Generic Salsa
Generic Salsa
Servings 2 People
Ingredients
- 2 c firm vegetable or fruit (tomato, cucumber, radish squash, cabbage, pineapple, mango, papaya, etc)
- 1 c Onion (red, yellow white, green)
- 1 c peppers (any bell, wax, Anaheim, sweet or hot)
- 1/4 c herb (cilantro, basil, dill, oregano, mint, fennel, etc)
- 1/2 c acidic liquid (lemon juice, lime juice, vinegar)
- Salt and Pepper
Instructions
- Finely dice all ingredients, add the liquid, season with salt & pepper. Mix thoroughly.
Notes
There are many ways to use the final summer harvest and one of the ways I enjoy most is salsa. Those late harvest tomatoes, with onions, peppers, a few select herbs and an acidic liquid of choice: vinegar, lemon juice, lime juice, etc. Yum. Fruit salsas are delightful, too. They usually don't last as long, though. A hearty salsa kept cold will last for weeks.

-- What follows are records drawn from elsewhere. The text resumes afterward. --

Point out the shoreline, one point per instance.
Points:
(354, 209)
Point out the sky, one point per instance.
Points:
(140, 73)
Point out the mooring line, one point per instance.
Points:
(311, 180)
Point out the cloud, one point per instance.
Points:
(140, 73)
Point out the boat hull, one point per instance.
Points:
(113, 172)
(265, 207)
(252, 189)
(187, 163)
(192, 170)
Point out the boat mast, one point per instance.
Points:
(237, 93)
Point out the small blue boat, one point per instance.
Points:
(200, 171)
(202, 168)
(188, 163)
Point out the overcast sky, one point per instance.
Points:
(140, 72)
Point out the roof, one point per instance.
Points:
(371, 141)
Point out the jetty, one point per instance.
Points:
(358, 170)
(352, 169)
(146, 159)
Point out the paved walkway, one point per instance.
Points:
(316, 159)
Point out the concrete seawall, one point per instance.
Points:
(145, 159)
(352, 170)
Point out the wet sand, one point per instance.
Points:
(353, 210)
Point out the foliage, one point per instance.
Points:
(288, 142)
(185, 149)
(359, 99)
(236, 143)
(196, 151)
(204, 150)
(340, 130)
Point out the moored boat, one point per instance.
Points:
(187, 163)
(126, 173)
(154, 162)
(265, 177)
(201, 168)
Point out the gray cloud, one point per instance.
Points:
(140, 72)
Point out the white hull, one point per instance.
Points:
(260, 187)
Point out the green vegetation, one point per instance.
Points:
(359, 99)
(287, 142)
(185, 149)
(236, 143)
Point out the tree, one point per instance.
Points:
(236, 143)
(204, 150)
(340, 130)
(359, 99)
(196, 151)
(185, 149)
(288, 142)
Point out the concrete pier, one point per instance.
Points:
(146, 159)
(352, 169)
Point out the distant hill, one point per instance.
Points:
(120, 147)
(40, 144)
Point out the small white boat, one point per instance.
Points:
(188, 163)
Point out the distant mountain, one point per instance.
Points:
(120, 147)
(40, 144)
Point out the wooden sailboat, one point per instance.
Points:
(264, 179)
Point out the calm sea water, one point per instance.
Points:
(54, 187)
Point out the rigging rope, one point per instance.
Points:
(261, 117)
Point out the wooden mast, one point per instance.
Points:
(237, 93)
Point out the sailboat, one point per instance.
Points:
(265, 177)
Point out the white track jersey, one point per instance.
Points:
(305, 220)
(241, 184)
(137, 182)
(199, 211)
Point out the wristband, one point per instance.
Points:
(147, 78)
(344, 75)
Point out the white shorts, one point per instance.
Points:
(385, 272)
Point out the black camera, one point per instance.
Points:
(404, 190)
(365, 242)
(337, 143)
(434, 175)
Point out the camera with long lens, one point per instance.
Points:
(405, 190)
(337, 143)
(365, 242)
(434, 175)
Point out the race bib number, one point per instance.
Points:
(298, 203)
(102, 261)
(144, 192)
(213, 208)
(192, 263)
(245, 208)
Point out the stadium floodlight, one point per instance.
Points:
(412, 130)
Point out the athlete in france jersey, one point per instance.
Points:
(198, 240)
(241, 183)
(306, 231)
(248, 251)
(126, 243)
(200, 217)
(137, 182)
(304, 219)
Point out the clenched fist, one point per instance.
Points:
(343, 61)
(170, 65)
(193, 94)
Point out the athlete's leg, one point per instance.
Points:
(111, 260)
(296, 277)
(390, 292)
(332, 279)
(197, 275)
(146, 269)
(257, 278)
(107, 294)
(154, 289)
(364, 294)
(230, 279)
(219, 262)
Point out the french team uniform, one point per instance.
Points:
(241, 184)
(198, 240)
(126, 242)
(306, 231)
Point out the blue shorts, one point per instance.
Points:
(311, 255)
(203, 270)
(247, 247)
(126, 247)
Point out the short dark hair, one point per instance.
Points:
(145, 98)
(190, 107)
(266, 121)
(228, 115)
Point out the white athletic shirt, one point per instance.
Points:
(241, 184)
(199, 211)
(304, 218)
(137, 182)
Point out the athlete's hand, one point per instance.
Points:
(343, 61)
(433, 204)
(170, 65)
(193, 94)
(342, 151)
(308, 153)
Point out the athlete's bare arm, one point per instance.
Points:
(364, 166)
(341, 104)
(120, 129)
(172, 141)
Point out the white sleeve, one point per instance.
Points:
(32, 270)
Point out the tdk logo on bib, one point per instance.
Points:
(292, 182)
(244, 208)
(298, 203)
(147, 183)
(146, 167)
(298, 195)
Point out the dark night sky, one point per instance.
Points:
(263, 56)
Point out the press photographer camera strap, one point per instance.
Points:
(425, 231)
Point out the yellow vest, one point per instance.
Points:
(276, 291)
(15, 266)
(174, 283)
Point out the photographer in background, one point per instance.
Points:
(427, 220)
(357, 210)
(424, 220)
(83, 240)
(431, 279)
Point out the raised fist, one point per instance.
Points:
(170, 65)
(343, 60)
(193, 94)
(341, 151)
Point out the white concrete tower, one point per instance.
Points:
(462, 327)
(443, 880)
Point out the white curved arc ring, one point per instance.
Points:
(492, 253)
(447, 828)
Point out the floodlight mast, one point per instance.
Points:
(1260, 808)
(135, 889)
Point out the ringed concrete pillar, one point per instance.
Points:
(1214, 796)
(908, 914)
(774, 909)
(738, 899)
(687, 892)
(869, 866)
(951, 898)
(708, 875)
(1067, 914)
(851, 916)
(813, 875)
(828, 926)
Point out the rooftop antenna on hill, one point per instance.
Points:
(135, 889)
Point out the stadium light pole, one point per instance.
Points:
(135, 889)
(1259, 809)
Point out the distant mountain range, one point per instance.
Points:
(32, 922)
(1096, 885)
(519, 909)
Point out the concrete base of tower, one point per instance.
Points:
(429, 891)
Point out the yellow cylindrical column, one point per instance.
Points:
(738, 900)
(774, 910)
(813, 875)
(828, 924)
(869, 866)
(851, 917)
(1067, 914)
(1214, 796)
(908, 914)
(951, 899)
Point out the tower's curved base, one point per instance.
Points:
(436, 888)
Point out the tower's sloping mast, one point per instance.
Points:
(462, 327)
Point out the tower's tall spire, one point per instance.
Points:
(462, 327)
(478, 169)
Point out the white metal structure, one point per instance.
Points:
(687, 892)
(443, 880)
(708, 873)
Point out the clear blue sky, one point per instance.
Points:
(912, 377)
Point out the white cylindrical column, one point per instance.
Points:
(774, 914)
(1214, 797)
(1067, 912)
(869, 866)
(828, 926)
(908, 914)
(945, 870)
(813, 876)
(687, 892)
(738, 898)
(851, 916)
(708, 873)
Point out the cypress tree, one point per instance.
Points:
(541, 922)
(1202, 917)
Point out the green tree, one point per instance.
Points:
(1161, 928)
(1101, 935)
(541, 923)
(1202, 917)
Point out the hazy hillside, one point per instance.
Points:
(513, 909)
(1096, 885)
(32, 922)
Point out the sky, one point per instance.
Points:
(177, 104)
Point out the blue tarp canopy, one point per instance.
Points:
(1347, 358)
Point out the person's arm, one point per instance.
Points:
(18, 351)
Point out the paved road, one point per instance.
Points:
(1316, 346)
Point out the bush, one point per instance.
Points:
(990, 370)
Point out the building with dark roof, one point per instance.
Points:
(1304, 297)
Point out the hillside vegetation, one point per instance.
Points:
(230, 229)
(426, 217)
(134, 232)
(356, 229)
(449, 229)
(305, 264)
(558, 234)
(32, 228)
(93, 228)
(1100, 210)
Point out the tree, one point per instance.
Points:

Hint: the more acidity, the longer it will last.
Swiss Cheese, Red Onion and Champagne Vinegar
Swiss Cheese, Red Onion and Champagne Vinegar
Ingredients
- 1 cup Swiss cheese diced (1/2 inch)
- 1/3 c Red Onion diced
- 1/4 c Cornichons chopped, gherkins
- 1 Tbsp Champagne Vinegar
- 2 Tbsp olive oil
- 1 tsp Stone Ground Mustard
- Salt and Pepper
Instructions
- Combine and toss immediately--should be used right away.
Notes
From Chef Audrey: I like to use this with romaine.
Honey Vinaigrette Dressing
Honey Vinaigrette Dressing
Ingredients
- 1/2 c Champagne vinegar
- 2/3 c Olive oil
- 1/4 tsp Salt
- 1/4 tsp Pepper
- 1/2 c Honey
Instructions
- Mix all ingredients. Use hot or cold!
Tomato Basil Dressing
Tomato Basil Dressing
Ingredients
- 2/3 c Grape Tomatoes
- 6 basil leaves
- 2 tbsp red wine vinegar
- 1/2 tsp Salt
- pepper
- 1/4 c olive oil
- 4 cloves garlic
Instructions
- Mix all items and blend in a blender or food processor.
- Dressing can be served hot or cold.
- If served hot, heat the dressing in a sauté pan and add the salad to the pan and toss; then put on the plate.